In the JavaScript world, one frequently encounters the words shim and polyfill. What are those things and what is the difference between them?

Shim. A shim is a library that brings a new API to an older environment, using only the means of that environment.

Polyfill. In October 2010, Remy Sharp blogged about the term “polyfill” [via Rick Waldron]:

A polyfill is a piece of code (or plugin) that provides the technology that you, the developer, expect the browser to provide natively. Flattening the API landscape if you will.
Thus, a polyfill is a shim for a browser API. You typically check if a browser supports an API and load a polyfill if it doesn’t. That allows you to use the API in either case.
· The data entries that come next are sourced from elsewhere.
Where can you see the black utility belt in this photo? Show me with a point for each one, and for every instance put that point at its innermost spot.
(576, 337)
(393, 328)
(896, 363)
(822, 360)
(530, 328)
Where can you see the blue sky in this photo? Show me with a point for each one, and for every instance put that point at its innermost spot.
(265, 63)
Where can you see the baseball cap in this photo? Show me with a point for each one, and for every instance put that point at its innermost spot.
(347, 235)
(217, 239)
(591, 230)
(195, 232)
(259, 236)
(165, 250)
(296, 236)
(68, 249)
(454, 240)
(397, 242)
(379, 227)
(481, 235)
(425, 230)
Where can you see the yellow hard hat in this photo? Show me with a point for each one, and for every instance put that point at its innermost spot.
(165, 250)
The term polyfill comes from a home improvement product (quoting Remy Sharp):
Polyfilla is a UK product known as Spackling Paste in the US. With that in mind: think of the browsers as a wall with cracks in it. These [polyfills] help smooth out the cracks and give us a nice smooth wall of browsers to work with.
Polyfilla – image from [via Paul]
Examples. Paul Irish has published a list with “HTML5 Cross Browser Polyfills”. es5-shim is an example of a (non-polyfill) shim – it retrofits ECMAScript 5 features on ECMAScript 3 engines. It is purely language-related and makes just as much sense on Node.js as it does on browsers.